Posts Tagged ‘Edgar Allan Poe’
“Cleanliness is next to Godliness”*…
John French owns what is believed to be the world’s only moist towelette museum, located at the Michigan State University’s Abrams Planetarium…
It started as a joke: a small collection of moist towelettes jammed into a box in an office drawer, at a Pittsburgh planetarium in the 1990s.
John French says he and a friend were amazed at the strange collections he found online in the early days of the internet. But he couldn’t find any moist towelette collections or websites — so he started one… He never imagined his collection would grow to more than 1,000 and travel from Pennsylvania to Texas and then Michigan with him, gathering momentum…
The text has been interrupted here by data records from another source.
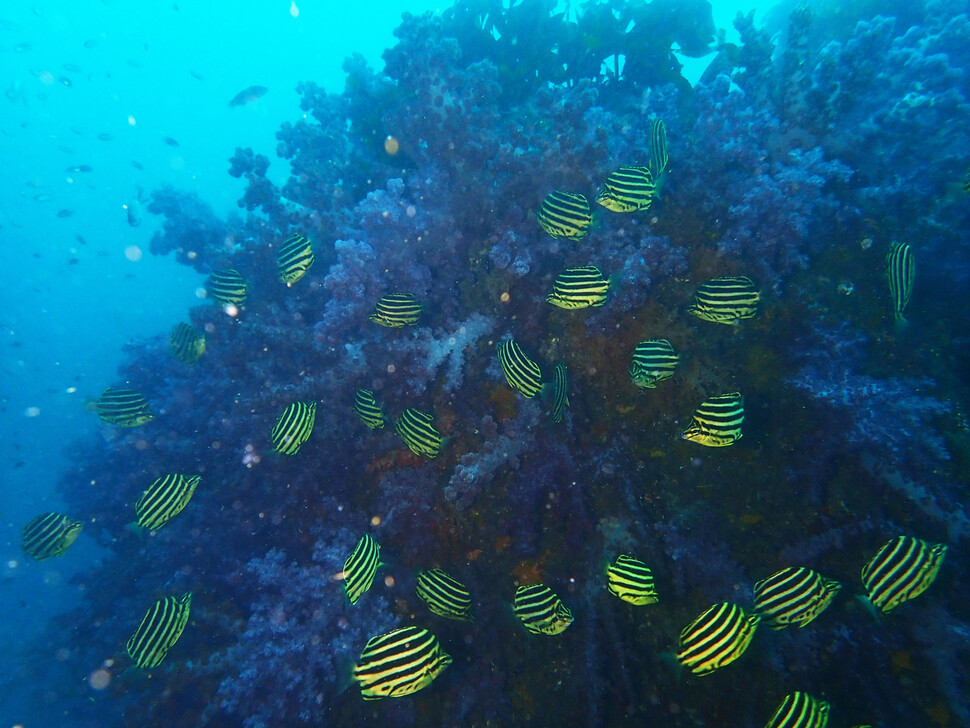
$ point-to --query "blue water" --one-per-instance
(105, 104)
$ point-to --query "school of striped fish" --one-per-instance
(405, 660)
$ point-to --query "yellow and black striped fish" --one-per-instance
(540, 610)
(658, 147)
(581, 287)
(227, 287)
(295, 257)
(631, 580)
(360, 568)
(901, 271)
(628, 189)
(444, 595)
(366, 407)
(716, 638)
(399, 663)
(726, 300)
(293, 428)
(159, 630)
(123, 407)
(717, 422)
(902, 569)
(397, 309)
(165, 499)
(50, 534)
(800, 710)
(654, 360)
(187, 343)
(565, 215)
(520, 371)
(417, 430)
(795, 595)
(560, 397)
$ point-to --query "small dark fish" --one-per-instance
(123, 407)
(540, 610)
(800, 710)
(49, 535)
(902, 569)
(248, 95)
(658, 147)
(294, 427)
(581, 287)
(360, 568)
(417, 430)
(901, 271)
(726, 300)
(366, 407)
(654, 360)
(187, 343)
(399, 663)
(295, 257)
(565, 215)
(716, 638)
(628, 189)
(445, 596)
(165, 498)
(159, 630)
(631, 580)
(560, 397)
(717, 422)
(796, 595)
(520, 371)
(227, 287)
(397, 309)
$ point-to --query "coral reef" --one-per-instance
(794, 167)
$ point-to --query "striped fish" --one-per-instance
(399, 663)
(901, 271)
(560, 397)
(800, 710)
(654, 360)
(445, 596)
(293, 428)
(159, 630)
(540, 610)
(50, 534)
(581, 287)
(902, 569)
(716, 638)
(628, 189)
(417, 430)
(726, 300)
(520, 371)
(295, 257)
(360, 568)
(630, 580)
(658, 147)
(165, 499)
(227, 287)
(717, 422)
(565, 215)
(187, 343)
(795, 595)
(366, 407)
(397, 309)
(123, 407)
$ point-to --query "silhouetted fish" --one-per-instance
(248, 95)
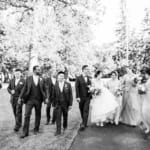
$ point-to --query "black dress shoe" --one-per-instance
(23, 136)
(52, 123)
(82, 128)
(36, 132)
(47, 123)
(57, 133)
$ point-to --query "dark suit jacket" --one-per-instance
(67, 93)
(17, 88)
(25, 93)
(82, 89)
(49, 89)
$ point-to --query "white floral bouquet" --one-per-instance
(94, 91)
(118, 92)
(141, 89)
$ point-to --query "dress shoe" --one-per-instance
(57, 133)
(65, 129)
(36, 132)
(82, 128)
(52, 123)
(23, 136)
(47, 123)
(16, 129)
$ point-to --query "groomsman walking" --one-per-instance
(14, 88)
(83, 95)
(49, 82)
(33, 94)
(62, 101)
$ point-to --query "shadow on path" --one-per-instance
(111, 137)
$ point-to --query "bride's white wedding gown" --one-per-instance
(103, 106)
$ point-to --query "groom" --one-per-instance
(83, 95)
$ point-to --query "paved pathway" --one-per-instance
(111, 137)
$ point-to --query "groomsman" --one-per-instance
(83, 95)
(62, 101)
(14, 88)
(49, 82)
(33, 94)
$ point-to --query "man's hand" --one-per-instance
(78, 100)
(19, 101)
(12, 91)
(70, 107)
(46, 101)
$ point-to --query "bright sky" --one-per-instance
(104, 32)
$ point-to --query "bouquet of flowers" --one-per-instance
(135, 81)
(118, 92)
(141, 89)
(94, 91)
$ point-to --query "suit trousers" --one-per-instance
(28, 110)
(84, 110)
(61, 111)
(48, 113)
(17, 110)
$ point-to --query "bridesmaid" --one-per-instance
(114, 86)
(130, 114)
(146, 103)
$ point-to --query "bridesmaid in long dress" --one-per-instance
(114, 86)
(131, 103)
(146, 103)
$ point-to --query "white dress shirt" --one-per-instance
(61, 86)
(16, 81)
(35, 79)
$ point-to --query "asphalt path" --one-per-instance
(111, 137)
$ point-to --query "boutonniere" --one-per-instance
(66, 86)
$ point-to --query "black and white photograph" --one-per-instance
(74, 74)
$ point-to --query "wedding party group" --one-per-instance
(119, 99)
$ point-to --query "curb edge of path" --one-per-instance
(75, 133)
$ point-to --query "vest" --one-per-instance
(35, 92)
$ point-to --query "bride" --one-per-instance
(103, 103)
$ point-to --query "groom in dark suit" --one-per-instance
(33, 94)
(83, 95)
(62, 101)
(14, 88)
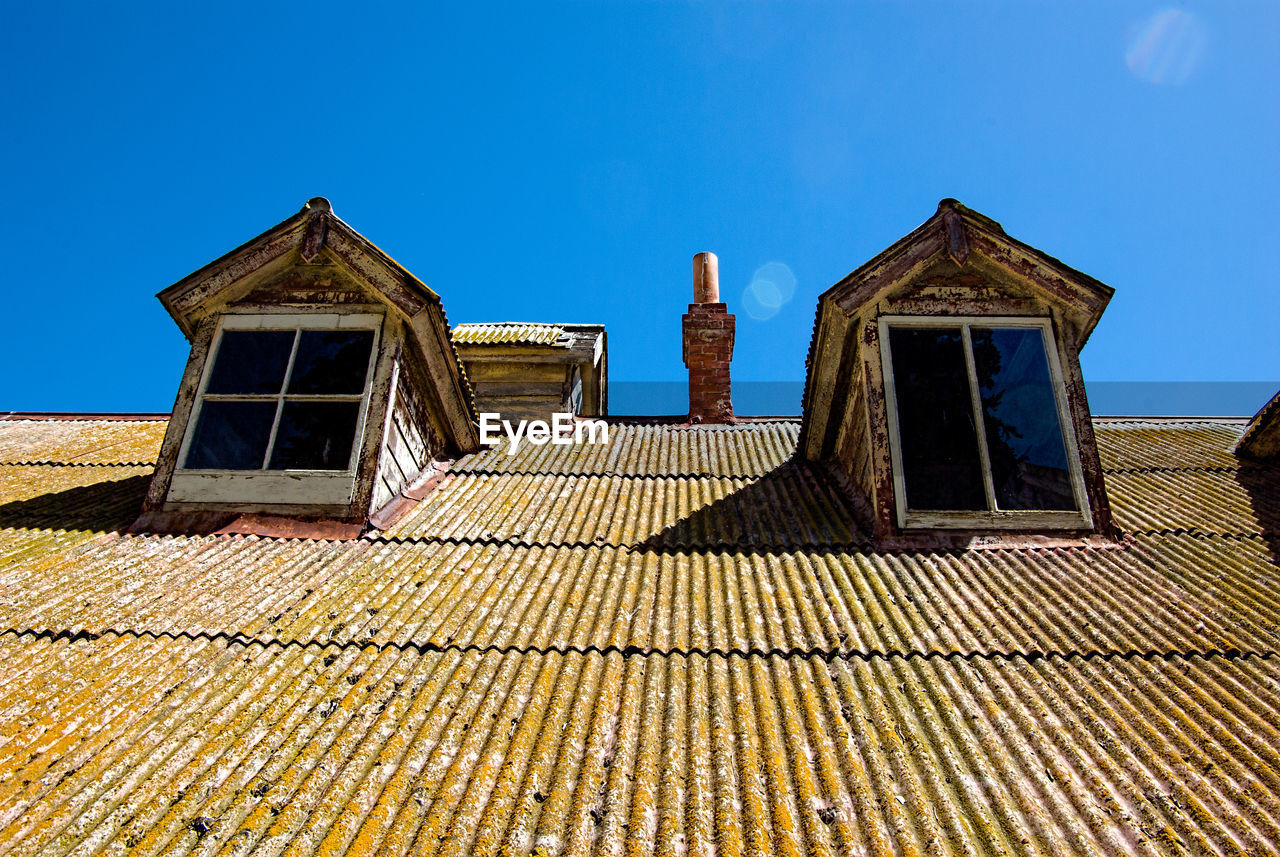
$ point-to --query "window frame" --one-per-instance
(993, 518)
(277, 486)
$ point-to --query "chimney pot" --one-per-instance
(708, 334)
(705, 278)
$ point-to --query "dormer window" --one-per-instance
(321, 394)
(978, 422)
(945, 390)
(283, 394)
(286, 397)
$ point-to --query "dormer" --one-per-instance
(320, 388)
(944, 389)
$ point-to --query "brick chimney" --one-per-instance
(708, 345)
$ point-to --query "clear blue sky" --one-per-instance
(563, 161)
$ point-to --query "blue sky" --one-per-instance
(563, 161)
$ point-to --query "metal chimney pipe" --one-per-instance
(705, 278)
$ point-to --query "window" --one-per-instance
(978, 429)
(282, 397)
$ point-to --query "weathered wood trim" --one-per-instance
(188, 296)
(442, 366)
(403, 290)
(1086, 439)
(176, 432)
(823, 380)
(376, 412)
(525, 353)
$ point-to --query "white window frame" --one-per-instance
(993, 518)
(288, 486)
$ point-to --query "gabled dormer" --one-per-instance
(321, 385)
(944, 386)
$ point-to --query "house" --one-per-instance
(945, 610)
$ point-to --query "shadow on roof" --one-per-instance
(1262, 484)
(103, 507)
(789, 508)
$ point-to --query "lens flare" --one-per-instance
(772, 285)
(1166, 47)
(762, 299)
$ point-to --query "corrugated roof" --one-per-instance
(508, 333)
(626, 650)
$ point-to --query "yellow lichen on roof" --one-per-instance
(507, 333)
(672, 645)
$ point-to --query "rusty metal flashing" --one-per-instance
(398, 507)
(269, 526)
(87, 415)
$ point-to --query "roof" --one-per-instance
(671, 645)
(1261, 438)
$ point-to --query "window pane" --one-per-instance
(315, 436)
(231, 435)
(251, 361)
(332, 361)
(941, 466)
(1024, 434)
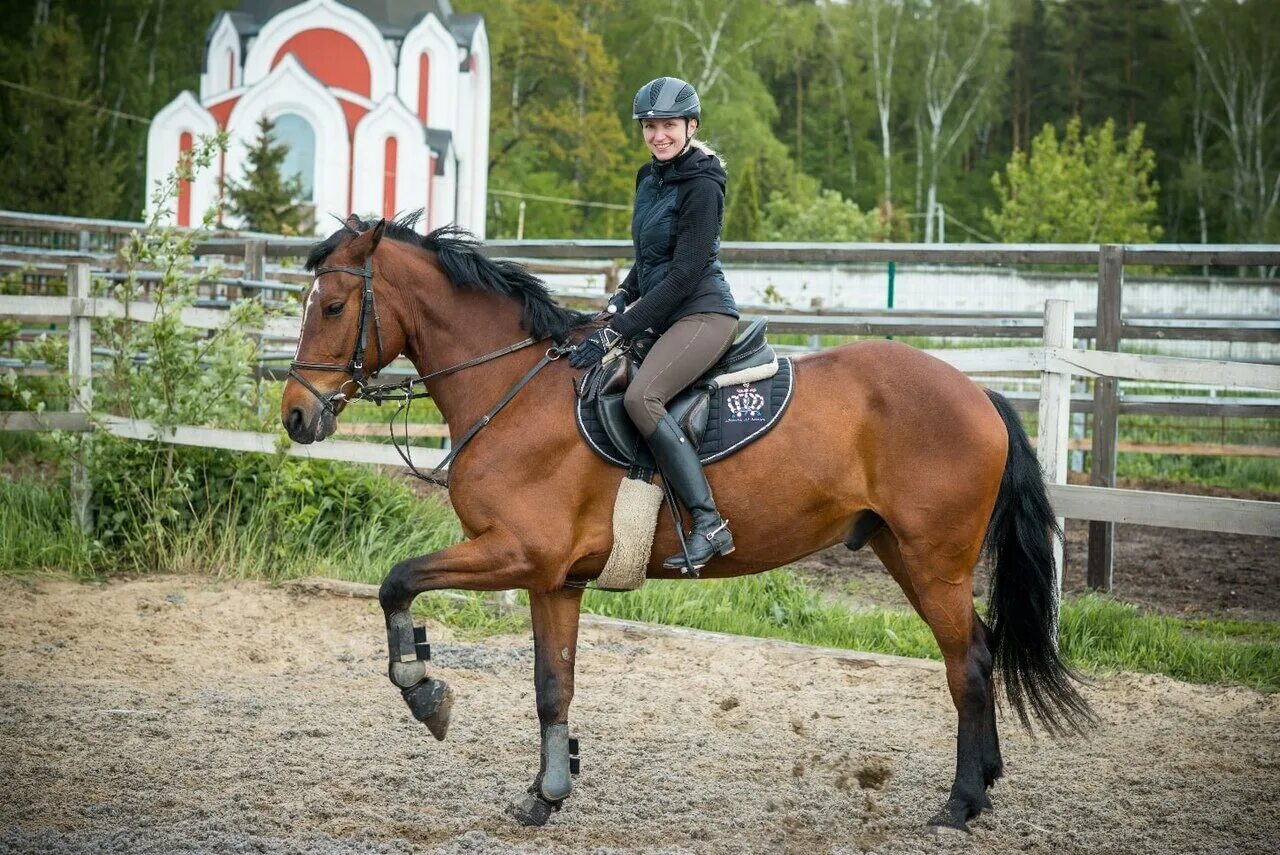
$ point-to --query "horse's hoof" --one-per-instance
(531, 810)
(430, 702)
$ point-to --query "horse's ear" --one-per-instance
(376, 234)
(364, 245)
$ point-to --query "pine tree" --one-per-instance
(54, 155)
(744, 220)
(265, 201)
(1086, 187)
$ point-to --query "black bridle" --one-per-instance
(403, 391)
(355, 366)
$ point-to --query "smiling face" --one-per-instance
(667, 137)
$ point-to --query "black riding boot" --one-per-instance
(684, 472)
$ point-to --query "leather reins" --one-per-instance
(403, 391)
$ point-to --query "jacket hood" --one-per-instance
(691, 164)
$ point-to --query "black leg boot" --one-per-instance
(684, 472)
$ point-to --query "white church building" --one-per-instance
(384, 105)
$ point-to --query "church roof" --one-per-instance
(393, 18)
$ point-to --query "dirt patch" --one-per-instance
(176, 714)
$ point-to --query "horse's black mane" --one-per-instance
(460, 255)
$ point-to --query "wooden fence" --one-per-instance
(1106, 327)
(1055, 360)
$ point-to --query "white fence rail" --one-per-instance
(1055, 360)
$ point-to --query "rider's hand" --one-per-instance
(593, 348)
(616, 306)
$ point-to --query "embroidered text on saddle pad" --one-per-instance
(736, 416)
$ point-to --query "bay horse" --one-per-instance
(882, 446)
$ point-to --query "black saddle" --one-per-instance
(735, 402)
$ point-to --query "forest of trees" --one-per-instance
(864, 119)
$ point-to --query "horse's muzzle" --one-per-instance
(312, 426)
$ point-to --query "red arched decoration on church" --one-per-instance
(332, 58)
(183, 186)
(424, 85)
(389, 178)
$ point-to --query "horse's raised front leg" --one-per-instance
(556, 617)
(484, 563)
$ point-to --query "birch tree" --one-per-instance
(886, 21)
(964, 59)
(1235, 51)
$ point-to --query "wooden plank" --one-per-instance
(74, 224)
(1201, 254)
(1194, 449)
(1207, 407)
(241, 440)
(1106, 412)
(56, 309)
(45, 421)
(1168, 510)
(80, 370)
(1170, 369)
(366, 429)
(818, 252)
(1201, 329)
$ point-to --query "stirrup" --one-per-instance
(691, 567)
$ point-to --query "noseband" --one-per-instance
(355, 366)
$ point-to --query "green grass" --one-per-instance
(353, 524)
(36, 530)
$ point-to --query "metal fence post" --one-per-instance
(1102, 470)
(255, 270)
(255, 261)
(80, 369)
(1055, 407)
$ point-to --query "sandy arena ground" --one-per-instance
(188, 716)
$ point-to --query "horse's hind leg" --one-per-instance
(556, 620)
(941, 589)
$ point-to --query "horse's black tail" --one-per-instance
(1023, 606)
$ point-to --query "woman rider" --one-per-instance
(677, 289)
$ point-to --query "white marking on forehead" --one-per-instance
(306, 307)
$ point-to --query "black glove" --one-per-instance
(593, 348)
(616, 306)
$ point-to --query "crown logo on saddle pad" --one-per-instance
(746, 405)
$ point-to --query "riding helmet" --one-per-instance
(666, 97)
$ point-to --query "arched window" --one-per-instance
(297, 133)
(424, 85)
(389, 178)
(184, 186)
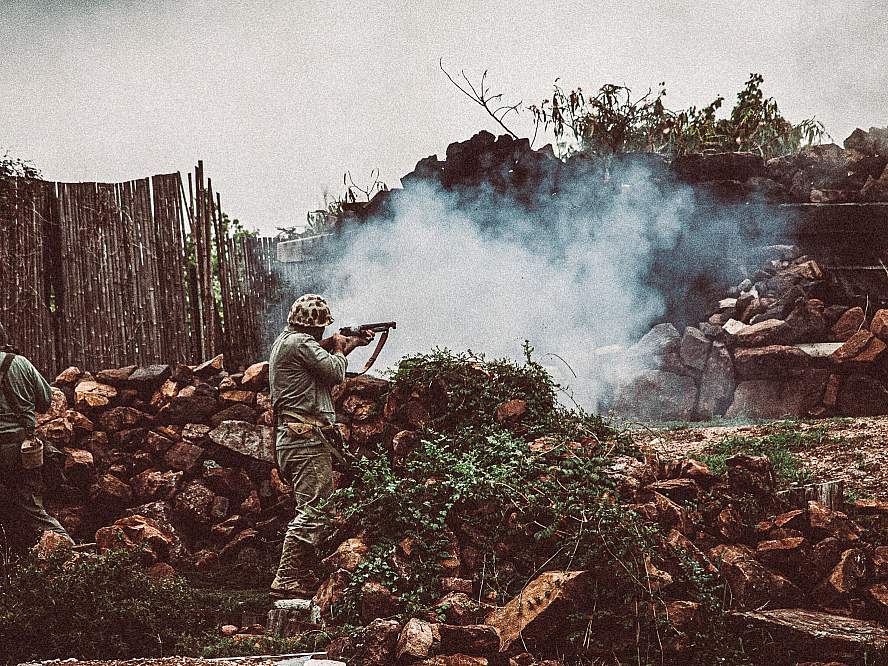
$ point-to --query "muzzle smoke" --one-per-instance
(580, 273)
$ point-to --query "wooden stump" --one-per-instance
(829, 493)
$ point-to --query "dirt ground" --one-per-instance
(854, 450)
(185, 661)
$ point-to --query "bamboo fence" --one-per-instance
(102, 275)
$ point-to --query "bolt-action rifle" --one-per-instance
(356, 331)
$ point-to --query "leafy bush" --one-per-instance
(780, 446)
(613, 121)
(94, 607)
(528, 498)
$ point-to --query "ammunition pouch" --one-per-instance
(301, 426)
(31, 453)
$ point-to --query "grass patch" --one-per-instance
(781, 446)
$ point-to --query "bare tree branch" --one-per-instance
(480, 95)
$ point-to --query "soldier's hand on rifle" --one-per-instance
(365, 338)
(347, 345)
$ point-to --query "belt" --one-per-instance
(327, 431)
(14, 437)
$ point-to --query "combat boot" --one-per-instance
(295, 578)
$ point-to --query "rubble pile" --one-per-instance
(805, 575)
(175, 459)
(828, 173)
(774, 347)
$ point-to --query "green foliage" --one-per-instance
(309, 641)
(528, 498)
(93, 607)
(15, 167)
(612, 121)
(780, 446)
(473, 388)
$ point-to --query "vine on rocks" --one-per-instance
(513, 500)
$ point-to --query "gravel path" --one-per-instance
(854, 450)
He now runs his mini-museum out of a corner of his office at the Abrams Planetarium in Lansing, Mich. There he displays hundreds of individually wrapped moist towelettes from every continent, except Antarctica…
Towelettes have been marketed to clean everything from fingers to, well, private parts. They were invented in 1958, when American Arthur Julius came up with the idea that became a trademark of the Kentucky Fried Chicken meal.
Over the years it was sold alongside everything from messy meals to popcorn at movie releases. People have donated to French’s museum — which consists of a corner shelving unit — from all over the world…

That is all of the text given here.